Infrastructure

Please change your initial password with passwd!


1. Using SSH and Linux


Data/Tools:

  • Use an SSH client of your choice (e.g. Putty for Windows or SSH in your Linux/Mac OS Terminal)
  • Data: cloud.luckow-hm.de:/data/NASA_access_log_Jul95
  1. Please login into the Hadoop cluster on Amazon!

  2. Answer the following questions using the command (hadoop dfsadmin -report):
    • How big is the Hadoop cluster?
    • How many data nodes are used?
  3. Upload the file cloud.luckow-hm.de:/data/NASA_access_log_Jul95 to your HDFS home directory! How many blocks does HDFS allocate for this file? On what host are these blocks?


2. MapReduce Hello World


Data/Tools:

  • MapReduce Application: hadoop jar /opt/cloudera/parcels/CDH/lib/hadoop-mapreduce/hadoop-mapreduce-examples.jar wordcount

Run the WordCount example of Hadoop:

  1. Create two test files containing text and upload them to HDFS!
  2. Use the MapReduce program WordCount for processing these files!


3. Commandline Data Analytics


Data/Tools:


  1. Use the commands head, cat, uniq, wc, sort, find, xargs, awk to evaluate the NASA log file:

    • Which page was called the most?
    • What was the most frequent return code?
    • How many errors occurred? What is the percentage of errors?
  2. Implement a Python version of this Unix Shell script using this script as template!

  3. Run the Python script inside an Hadoop Streaming job.
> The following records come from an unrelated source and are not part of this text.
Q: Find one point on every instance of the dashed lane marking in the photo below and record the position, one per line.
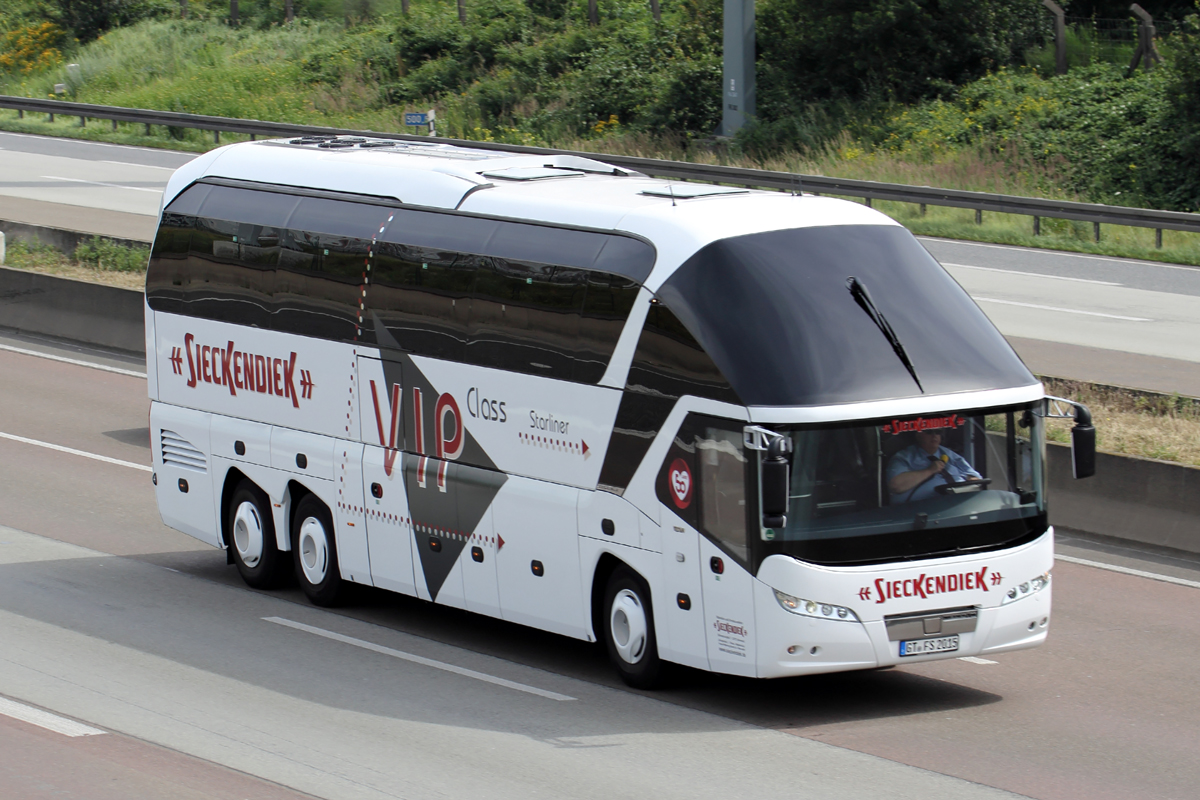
(419, 660)
(46, 720)
(79, 180)
(1125, 570)
(78, 362)
(1065, 311)
(1032, 275)
(72, 451)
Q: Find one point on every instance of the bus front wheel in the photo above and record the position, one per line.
(629, 630)
(316, 553)
(252, 537)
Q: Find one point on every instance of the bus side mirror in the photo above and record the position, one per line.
(775, 485)
(1083, 444)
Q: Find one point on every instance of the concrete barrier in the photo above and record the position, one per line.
(1132, 499)
(31, 302)
(1129, 499)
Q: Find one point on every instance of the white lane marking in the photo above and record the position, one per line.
(1036, 275)
(130, 163)
(1041, 251)
(1066, 311)
(1125, 570)
(76, 452)
(95, 144)
(46, 720)
(79, 180)
(75, 361)
(419, 660)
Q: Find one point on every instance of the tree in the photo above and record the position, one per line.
(886, 50)
(90, 18)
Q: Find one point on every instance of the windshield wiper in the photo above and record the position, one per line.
(863, 299)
     hadoop jar /opt/cloudera/parcels/CDH/lib/hadoop-mapreduce/hadoop-streaming.jar -info
    


4. Spark



Data/Tools:

  1. Implement a wordcount using Spark. Make sure that you only allocate 1 core for the interactive Spark shell:

     pyspark --total-executor-cores 1
    
  2. Implement the NASA log file analysis using Spark!

Solution


5. Hadoop SQL Engines



Data/Tools:

  1. Create a Hive table for the NASA Log files! Use either python or awk to convert the log file to a structured format (CSV) that is manageable by Hive! Use the text format for the table definition!
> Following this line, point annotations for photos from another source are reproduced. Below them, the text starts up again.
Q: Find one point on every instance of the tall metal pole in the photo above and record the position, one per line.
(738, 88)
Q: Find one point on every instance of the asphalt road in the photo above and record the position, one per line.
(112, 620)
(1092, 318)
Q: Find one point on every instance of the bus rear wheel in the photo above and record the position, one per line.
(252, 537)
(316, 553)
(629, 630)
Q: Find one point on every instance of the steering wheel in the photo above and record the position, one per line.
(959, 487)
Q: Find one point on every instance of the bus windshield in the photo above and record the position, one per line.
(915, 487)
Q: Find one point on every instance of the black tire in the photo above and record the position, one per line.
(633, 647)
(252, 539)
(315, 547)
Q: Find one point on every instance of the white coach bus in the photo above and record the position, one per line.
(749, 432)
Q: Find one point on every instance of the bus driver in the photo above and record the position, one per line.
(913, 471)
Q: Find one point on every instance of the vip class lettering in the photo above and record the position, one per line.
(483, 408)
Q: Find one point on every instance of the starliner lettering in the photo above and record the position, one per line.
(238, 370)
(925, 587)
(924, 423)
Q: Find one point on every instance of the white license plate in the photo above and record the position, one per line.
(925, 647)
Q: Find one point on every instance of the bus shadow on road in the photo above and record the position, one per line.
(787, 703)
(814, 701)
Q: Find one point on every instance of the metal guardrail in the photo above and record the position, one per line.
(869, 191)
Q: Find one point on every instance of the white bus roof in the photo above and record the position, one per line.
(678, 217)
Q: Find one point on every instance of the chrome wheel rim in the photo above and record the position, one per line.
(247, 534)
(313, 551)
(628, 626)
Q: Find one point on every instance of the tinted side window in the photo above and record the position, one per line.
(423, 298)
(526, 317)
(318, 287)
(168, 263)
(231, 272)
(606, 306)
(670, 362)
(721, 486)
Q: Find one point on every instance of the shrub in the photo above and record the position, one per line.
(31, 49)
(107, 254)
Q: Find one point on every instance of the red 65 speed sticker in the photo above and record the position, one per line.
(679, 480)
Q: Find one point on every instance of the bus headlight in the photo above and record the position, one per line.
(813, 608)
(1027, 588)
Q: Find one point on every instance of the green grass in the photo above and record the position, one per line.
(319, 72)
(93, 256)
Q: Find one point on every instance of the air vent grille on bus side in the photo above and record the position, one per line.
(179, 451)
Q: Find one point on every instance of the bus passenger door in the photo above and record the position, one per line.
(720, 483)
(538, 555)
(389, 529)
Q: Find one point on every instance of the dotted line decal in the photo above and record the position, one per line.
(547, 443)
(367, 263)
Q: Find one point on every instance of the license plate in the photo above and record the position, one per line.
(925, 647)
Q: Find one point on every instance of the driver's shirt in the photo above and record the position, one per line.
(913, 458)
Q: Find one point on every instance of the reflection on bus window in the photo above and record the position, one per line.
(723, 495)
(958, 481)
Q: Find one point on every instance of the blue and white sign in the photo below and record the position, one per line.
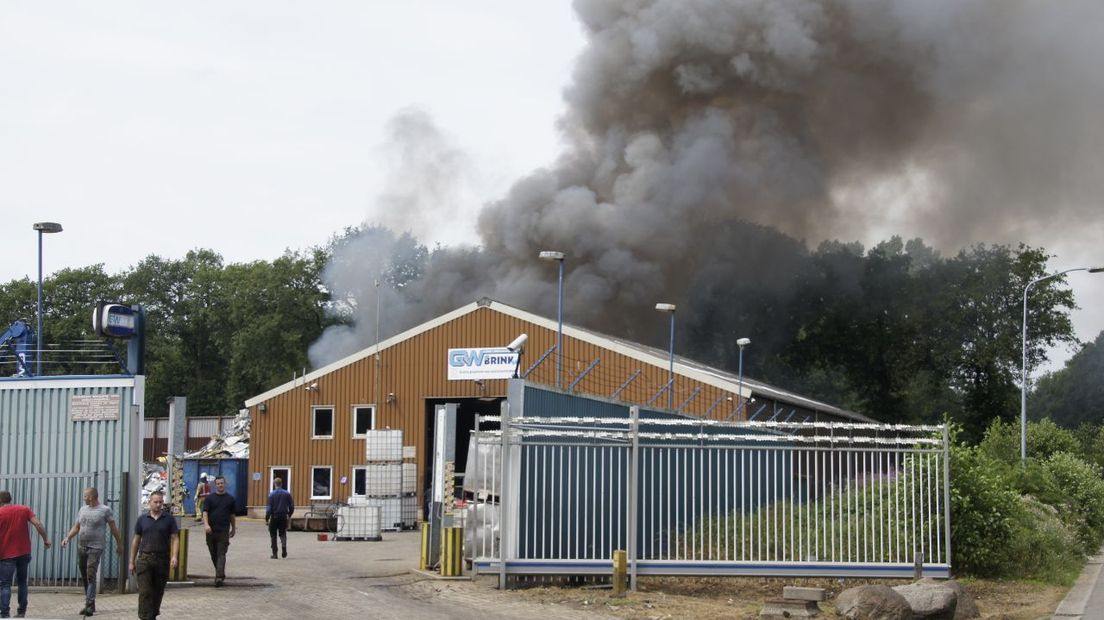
(467, 364)
(114, 320)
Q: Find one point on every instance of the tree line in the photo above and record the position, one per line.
(897, 332)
     cat /data/NASA_access_log_Jul95 |awk -F' ' '{print "\""$4 $5"\","$(NF-1)","$(NF)}' > nasa.csv
    
  2. Run an SQL query that outputs the number of occurrences of each HTTP response code!

  3. Based on the initially created table define an ORC and Parquet-based table. Repeat the query!

  4. Run the same query with Impala!

Solution

6. Data Analytics


Data/Tools:

  1. Run KMeans on the provided example dataset!

  2. Validate the quality of the model using the sum of the squared error for each point!

Solution

7. Hadoop Benchmarking


  1. Run the program Terasort on 1 GB of data - each record that TeraGen generates is 100 Bytes in size:

     hadoop jar /opt/cloudera/parcels/CDH/lib/hadoop-mapreduce/hadoop-mapreduce-examples.jar teragen <number_of_records> <output_directory>
    
     hadoop jar /opt/cloudera/parcels/CDH/lib/hadoop-mapreduce/hadoop-mapreduce-examples.jar terasort <input_directory> <output_directory>
    
  2. How many containers are consumed during which phase of the application: teragen, terasort (map phase, reduce phase)? Please explain! See blog post.